The Senate Finance Committee submitted its 1,500-page health care bill this week. S. 1796, the brainchild of Chairman Max Baucus, has drawn the ire of Republicans and some Democrats because it includes a 40 percent tax on so-called “Cadillac” health insurance plans valued at $8,000 or more for individuals and $21,000 for families. This tax is supposed to help fund the bill and is targeted at the wealthy, but, just like the Alternative Minimum Tax, it will inevitably hit the middle class as time passes.
There are additional tricks that Democrats have relied on to make the bill seem more affordable than it really is, including front-loading it with revenue proposals and back-loading it with spending measures.
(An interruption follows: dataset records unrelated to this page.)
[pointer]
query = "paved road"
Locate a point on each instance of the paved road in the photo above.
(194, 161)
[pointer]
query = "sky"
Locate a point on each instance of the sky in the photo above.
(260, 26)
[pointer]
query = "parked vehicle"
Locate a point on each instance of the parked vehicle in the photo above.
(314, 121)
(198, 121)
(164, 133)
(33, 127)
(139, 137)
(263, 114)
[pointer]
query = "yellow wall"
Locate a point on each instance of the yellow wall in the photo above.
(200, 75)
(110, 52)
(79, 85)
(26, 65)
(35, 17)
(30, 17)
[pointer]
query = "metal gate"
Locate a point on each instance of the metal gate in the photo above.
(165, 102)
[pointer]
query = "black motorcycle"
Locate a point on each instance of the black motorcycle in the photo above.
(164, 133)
Taxes on the pharmaceutical industry, medical device manufacturers and insurance companies will kick in almost immediately, while the costly elements of the bill, namely coverage for the uninsured, will not begin until 2013. In short, Obama tells us that “Now is the season for action,” but we won’t be able to assess the full consequences of such action until after he’s stood for re-election.
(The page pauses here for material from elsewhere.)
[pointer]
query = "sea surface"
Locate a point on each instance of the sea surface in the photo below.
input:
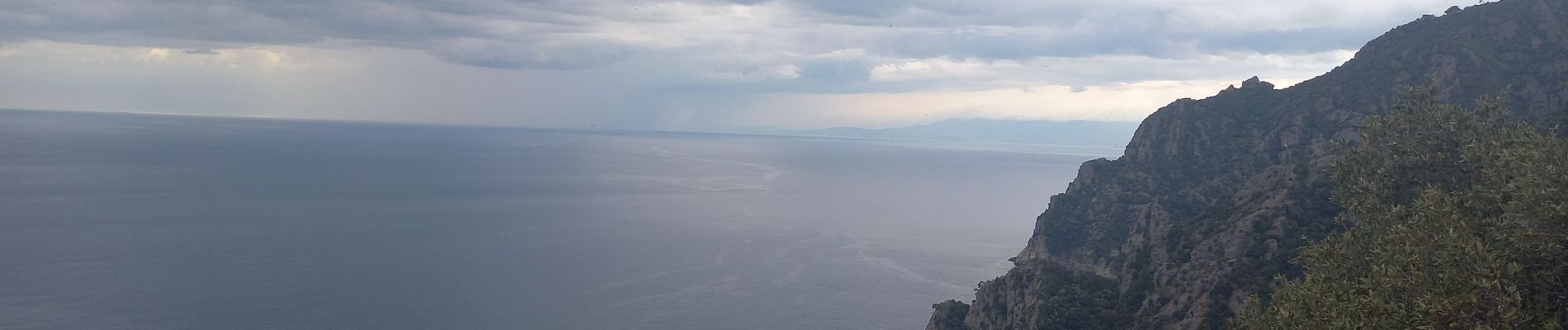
(135, 221)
Fortunately, conservatives won a small victory by preventing the so-called “Doc Fix” bill from coming to the floor. It would have frozen $247 billion in Medicare payment cuts in order to garner support from doctors for the overall bill, but 13 Democrats defected. Apparently adding a quarter-trillion dollars to the $1.4 trillion deficit was too big a pill for even some Democrats to swallow.